How could God do this? How would the plan be initiated in time and space so that we limited persons could understand His love for those He personally chose? How would a transcendent God, one above and beyond His creation, accomplish His saving work?

The Scriptures tell us God is good and compassionate, benevolent and kind in His sovereignty. A kind, tender-hearted God is not distant and aloof. Love does not stay away. Those who love want to be with the object of their affection. And so, when the fullness of the time was come, God sent forth His Son, made of a woman, with a body like ours. He condescended to our fleshy weakness. God became man, made under the Law which He obeyed perfectly…to redeem those of us under the Law that we might receive adoption as sons.

And so, on that still night in the little town of Bethlehem, in a stable with smelly lambs and goats and mice and donkeys, God-pleasing, young Mary gave birth to the Son whom the Angel Gabriel had promised in that fearful encounter with the heavenly being— the One the Holy Spirit had placed in her womb—as Joseph must have wiped her brow, caressed her face, and looked on in wonder, remembering the gracious words of the angel, assuaging his fears about the origins of this child. And they named Him Jesus, because He would one day save His people from their sins. He has many other names and titles, ones old Isaiah had prophesied long before the baby’s coming. Wonderful Counselor. Mighty God. Everlasting Father. Prince of Peace. He is the unblemished Lamb, the Lion of the tribe of Judah, King of kings and Lord of lords.

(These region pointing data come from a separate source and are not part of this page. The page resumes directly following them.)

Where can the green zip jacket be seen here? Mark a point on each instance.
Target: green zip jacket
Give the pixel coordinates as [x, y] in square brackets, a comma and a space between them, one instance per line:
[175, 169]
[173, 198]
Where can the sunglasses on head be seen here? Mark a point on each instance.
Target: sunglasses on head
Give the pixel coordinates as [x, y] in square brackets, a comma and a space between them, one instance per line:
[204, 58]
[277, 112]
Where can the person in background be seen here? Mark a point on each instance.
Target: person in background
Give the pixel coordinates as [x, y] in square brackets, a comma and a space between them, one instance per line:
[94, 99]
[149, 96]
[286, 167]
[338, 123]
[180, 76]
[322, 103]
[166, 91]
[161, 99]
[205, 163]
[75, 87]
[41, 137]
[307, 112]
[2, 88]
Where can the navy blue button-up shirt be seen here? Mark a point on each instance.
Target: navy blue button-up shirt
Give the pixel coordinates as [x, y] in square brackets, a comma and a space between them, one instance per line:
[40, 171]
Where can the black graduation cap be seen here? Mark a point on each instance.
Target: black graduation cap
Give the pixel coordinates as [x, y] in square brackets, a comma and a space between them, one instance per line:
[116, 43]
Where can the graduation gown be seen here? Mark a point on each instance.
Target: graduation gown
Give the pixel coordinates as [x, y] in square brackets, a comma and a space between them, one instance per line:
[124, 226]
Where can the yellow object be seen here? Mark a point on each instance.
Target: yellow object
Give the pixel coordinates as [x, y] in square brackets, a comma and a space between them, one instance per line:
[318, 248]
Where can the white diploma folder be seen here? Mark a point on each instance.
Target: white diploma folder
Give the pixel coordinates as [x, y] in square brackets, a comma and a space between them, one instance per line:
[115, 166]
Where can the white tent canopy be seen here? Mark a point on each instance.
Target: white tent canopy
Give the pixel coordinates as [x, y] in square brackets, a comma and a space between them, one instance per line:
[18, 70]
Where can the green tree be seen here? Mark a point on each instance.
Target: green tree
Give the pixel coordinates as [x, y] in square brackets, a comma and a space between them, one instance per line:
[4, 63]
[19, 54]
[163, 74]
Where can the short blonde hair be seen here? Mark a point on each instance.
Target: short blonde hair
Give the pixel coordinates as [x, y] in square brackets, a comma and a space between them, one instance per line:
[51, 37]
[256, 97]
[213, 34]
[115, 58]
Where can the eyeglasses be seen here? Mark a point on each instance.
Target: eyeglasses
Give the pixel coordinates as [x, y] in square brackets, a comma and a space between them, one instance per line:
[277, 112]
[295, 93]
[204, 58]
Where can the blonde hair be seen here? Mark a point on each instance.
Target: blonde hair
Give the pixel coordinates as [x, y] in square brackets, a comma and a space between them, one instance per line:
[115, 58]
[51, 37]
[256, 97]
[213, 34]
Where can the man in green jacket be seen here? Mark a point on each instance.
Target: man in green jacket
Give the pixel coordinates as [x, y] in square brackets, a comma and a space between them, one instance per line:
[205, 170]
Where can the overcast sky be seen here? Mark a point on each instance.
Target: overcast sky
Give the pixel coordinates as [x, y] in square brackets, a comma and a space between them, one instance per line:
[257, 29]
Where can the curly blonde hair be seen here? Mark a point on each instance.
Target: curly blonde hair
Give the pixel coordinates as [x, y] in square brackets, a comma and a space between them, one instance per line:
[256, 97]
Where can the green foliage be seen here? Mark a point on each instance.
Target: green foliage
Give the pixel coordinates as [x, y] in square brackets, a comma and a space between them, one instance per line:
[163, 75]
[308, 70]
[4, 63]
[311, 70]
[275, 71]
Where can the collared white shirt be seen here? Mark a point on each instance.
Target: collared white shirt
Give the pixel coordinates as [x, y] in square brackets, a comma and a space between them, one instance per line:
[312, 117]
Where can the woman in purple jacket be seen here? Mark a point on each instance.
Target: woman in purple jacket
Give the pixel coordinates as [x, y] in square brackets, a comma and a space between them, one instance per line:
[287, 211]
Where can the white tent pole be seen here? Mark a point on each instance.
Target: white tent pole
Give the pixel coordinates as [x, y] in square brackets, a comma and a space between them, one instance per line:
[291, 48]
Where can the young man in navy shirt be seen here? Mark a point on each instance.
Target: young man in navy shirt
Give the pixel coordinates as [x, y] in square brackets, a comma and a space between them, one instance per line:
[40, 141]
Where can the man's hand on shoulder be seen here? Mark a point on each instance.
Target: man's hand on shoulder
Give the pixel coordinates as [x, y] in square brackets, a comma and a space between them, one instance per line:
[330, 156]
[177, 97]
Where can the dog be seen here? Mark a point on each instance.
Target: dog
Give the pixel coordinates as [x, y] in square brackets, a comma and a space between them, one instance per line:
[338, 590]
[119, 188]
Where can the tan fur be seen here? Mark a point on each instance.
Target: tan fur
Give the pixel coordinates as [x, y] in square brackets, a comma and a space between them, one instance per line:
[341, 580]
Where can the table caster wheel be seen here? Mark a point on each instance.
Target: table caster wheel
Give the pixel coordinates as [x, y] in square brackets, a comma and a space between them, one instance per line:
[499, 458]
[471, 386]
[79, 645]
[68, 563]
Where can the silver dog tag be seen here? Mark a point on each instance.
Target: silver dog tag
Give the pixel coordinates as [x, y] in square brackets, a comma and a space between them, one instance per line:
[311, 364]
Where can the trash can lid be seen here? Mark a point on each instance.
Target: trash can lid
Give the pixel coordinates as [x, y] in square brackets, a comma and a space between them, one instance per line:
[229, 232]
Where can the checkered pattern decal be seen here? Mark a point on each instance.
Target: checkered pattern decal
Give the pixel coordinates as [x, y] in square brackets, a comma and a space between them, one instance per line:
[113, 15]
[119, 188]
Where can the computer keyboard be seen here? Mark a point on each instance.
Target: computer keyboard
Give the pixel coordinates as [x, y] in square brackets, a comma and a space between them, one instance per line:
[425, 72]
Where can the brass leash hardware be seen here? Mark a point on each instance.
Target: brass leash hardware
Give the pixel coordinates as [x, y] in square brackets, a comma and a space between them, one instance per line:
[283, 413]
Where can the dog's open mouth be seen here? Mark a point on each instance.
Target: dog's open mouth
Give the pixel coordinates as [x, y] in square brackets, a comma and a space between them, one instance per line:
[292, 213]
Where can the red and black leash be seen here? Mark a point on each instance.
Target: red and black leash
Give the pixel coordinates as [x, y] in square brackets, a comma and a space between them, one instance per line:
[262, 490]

Rejoice in the kindness upon kindness of God this Christmas. Tenderhearted. Gift of all gifts. Far above us yet with us. Immanuel. God Almighty condescended to dwell with us—“and we beheld His glory, the glory of the only begotten of the Father, full of grace and truth.” And He continues to live with us by the indwelling Spirit of God.

Another kindness awaits us. Another physical coming. The resurrected Christ is returning to take us to Himself and He will live with us again and we with Him, forevermore, never to be parted. Maybe today.